On the outside, Christopher looks like the perfect posh straight man with a stable job in finance and a polished, calm persona. On the inside, he is someone who has spent years trying to be the perfect son to parents who constantly remind him how much they have “sacrificed” for him. Their reminders sound like affection, but often feel like emotional manipulation. Christopher tries to protect his sister Kit, who is disabled, lesbian, and more adept at learning how to stand up for herself in a family where boundaries are rarely respected. To make her life easier, Christopher steps even deeper into the role of the obedient child. Between them, he takes on the weight of keeping the peace with parents.

In the process, Christopher has pushed down large parts of himself. He gave up his dream of becoming a baker. He stayed in a job he hates because it pleased his parents. And he hid the fact that he is bi. His bisexuality is something he has carried quietly, privately, almost fearfully. He has dated only women on the page, which makes it easy for everyone around him to assume he is straight. But being bi is important to him, even if he never says it aloud. It sits under his skin, part of the reason he feels so disconnected from the life he is living.

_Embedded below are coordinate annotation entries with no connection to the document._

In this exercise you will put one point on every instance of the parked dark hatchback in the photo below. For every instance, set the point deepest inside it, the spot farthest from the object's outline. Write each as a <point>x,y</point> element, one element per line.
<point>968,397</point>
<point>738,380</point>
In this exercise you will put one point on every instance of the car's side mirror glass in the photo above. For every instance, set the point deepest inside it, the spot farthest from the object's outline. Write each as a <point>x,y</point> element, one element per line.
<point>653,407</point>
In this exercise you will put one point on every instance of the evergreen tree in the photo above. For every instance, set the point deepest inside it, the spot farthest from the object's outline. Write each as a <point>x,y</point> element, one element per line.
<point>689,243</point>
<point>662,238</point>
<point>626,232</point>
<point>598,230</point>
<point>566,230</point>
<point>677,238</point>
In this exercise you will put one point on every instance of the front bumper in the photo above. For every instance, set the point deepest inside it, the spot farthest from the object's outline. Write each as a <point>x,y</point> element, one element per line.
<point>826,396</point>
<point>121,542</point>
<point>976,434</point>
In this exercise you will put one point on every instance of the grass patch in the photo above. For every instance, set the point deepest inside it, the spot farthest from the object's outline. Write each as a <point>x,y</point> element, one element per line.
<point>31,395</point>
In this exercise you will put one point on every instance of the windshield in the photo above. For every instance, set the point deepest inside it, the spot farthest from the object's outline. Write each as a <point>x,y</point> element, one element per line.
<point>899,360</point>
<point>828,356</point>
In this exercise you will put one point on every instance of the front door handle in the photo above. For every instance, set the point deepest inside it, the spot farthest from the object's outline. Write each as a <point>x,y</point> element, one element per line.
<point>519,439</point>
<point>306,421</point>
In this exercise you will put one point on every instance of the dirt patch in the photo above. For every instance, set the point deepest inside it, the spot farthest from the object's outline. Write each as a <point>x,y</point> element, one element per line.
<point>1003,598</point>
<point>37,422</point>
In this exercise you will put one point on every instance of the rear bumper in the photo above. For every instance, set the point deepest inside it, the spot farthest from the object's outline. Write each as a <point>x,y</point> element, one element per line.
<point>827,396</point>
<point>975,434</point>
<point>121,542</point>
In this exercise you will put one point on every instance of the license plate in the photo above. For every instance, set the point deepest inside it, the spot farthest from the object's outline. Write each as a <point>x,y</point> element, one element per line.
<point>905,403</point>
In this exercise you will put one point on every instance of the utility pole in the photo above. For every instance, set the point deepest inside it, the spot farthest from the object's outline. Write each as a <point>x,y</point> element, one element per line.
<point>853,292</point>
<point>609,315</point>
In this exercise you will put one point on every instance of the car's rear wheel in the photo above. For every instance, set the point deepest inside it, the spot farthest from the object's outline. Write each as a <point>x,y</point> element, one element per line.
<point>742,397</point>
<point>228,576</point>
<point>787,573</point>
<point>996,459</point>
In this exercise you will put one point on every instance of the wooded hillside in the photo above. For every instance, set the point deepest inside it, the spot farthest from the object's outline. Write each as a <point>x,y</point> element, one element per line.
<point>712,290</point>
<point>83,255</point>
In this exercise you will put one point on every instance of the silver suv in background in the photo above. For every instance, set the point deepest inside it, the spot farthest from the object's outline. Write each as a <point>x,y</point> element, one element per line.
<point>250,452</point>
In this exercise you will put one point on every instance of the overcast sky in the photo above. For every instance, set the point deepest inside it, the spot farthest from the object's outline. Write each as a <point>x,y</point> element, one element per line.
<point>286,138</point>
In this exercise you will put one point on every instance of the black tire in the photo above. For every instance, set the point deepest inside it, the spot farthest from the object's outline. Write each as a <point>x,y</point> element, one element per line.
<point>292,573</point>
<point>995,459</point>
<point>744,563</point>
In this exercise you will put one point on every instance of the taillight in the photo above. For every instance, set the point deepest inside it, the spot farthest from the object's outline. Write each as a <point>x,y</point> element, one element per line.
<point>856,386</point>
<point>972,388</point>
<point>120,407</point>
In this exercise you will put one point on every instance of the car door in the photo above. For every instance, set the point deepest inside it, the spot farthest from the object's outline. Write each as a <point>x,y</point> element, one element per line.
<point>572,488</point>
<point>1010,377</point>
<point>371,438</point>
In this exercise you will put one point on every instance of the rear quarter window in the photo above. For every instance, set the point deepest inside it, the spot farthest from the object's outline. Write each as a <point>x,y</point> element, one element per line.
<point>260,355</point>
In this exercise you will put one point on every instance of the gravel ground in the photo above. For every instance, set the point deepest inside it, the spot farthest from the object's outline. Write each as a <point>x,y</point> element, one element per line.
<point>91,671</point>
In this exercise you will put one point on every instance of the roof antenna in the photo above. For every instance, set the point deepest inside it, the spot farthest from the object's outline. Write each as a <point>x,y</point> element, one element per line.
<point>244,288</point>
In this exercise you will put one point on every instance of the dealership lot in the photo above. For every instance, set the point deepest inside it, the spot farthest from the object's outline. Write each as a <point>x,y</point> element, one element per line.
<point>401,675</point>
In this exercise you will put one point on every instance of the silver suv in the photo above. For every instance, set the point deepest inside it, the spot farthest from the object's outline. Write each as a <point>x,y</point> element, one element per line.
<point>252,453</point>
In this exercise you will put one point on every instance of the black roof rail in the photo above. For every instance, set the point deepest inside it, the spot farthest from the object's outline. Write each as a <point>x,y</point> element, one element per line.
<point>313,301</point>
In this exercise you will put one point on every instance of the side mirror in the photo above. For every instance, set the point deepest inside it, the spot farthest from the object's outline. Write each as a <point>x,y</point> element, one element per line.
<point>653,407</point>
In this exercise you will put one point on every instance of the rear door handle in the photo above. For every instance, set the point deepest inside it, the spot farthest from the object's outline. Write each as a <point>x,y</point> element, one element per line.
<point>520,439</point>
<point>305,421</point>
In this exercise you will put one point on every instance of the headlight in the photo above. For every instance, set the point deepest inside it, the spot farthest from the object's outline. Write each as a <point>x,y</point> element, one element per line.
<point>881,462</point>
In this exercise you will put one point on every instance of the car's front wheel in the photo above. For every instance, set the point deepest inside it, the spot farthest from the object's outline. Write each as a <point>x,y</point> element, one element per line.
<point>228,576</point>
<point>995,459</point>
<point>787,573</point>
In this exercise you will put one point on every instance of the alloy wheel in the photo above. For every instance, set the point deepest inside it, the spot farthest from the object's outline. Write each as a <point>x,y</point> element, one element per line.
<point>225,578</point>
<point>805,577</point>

We learn he is bi only at the end of the book, during a quiet conversation with Haf Hughes — another bi character who has been pretending to date him so she can escape facing her parents alone on Christmas. Telling her the truth is a turning point. It’s small, gentle, and not dramatic, but it matters. It shows Christopher taking the first step toward living honestly. It shows him trusting another bi person with a part of himself he has kept hidden for years. And it makes his relationship with Haf shift from a fake arrangement into a real connection built on shared understanding.

In the sequel, Christopher finally allows himself to live the life he wants. He leaves finance. He opens his own bakery. He makes choices as an independent adult instead of as a frightened son. And he starts dating a trans man, fully embracing his bisexuality instead of burying it. His arc shows what it looks like when a bi man, raised under respectability politics, begins to unlearn shame and choose joy. Christopher is not a bold or fearless bi character — but that is exactly why his representation is powerful. He shows another side of bi life: a quiet man who grows into his identity, step by step, until he can finally live openly as himself.There is even a whole novel, Under the Mistletoe, another festive rom-com by Lizzie Huxley-Jones dedicated to his new life.